1 Prijs des menschen die oprecht is van herten, ende op Godt hoopt. 3 Misprijsinge eens menschen die gierigh is, ende afgunstigh oock over hemselven. 11 Vermaningen tot goetdadigheyt terwijle men leeft. 21 ende tot betrachtinge van wijsheyt, eerlickheyt, ende heyligheyt.
1 SAligh is de man die niet en feylt met sijnen mont, ende niet doorprickelt en wort met de menighte der sonden.
2 Saligh is hy, dien sijne ziele niet en verdoemt, ende die niet en vervalt van sijne hope, die hy op den Heere heeft.
3 De rijckdom en voeght geenen karigen mensche wel: ende waer toe [dient ] gelt eenen nijdigen mensche?

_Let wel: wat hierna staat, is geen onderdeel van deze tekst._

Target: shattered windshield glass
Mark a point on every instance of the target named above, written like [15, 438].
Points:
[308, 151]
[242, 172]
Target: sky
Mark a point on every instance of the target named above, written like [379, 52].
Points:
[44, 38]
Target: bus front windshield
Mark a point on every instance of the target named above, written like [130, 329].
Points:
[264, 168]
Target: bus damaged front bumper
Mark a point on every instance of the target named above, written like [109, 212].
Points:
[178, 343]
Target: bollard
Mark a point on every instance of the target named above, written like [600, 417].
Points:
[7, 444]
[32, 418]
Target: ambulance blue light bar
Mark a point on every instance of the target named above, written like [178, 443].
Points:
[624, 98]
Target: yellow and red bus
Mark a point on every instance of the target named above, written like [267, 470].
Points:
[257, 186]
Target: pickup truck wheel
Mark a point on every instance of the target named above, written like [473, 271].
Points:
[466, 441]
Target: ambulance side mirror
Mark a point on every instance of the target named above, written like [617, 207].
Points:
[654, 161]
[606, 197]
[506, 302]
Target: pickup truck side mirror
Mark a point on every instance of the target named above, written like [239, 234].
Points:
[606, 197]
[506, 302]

4 Wie vergadert [ontreckende ] van sijne ziele, die vergadert voor andere, ende vreemde sullen van sijne goederen leckerlick leven.
5 Die hemselven quaet is, wien sal hy goet zijn? selfs en sal hy hem niet verheugen in sijne goederen.

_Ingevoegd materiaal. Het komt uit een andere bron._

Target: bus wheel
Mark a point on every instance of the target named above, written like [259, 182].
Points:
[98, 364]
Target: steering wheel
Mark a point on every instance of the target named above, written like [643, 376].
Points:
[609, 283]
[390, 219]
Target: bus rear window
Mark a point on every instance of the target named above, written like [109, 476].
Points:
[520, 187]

6 Daer en is geen booser mensche dan die hemselven misgunstigh is: ende dat is een vergeldinge sijner boosheyt.
7 Ende indien hy wel doet, hy doet het ongeerne, ende op het laetste sal hy sijne boosheyt doen blijcken.
8 Het is een boos mensche, die met de ooge afgunstigh is, die het aengesicht af wendt, ende veracht de zielen.
9 De ooge des gierigaerts en wort met geen deel verzadight, ende de ongerechtigheyt des boosen doet sijne ziele uytdroogen.
10 Een boose ooge is nijdigh over broot, ende lijdt gebreck aen sijne tafel.
11 Mijn kint, doet u selven goet na dat ghy vermooght, ende brenght den Heere offeranden toe, gelijck behoort.
12 Gedenckt dat de doot niet en sal vertoeven, ende het verbont des grafs en is u niet getoont.
13 Doet uwen vrient goet, eer ghy sterft, ende na uw’ vermogen streckt [uwe hant ] uyt, ende geeft hem.
14 En ontreckt u selven niet van den goeden dagh, ende het deel der goeder begeerte en laet u niet voorby gaen.
15 En sult ghy niet uwen arbeyt eenen anderen moeten na laten? ende uwe moeyte tot verdeelinge des lots?
16 Geeft ende neemt, ende heylight uwe ziele.
17 Want men behoeft in het graf geen spijse te soecken.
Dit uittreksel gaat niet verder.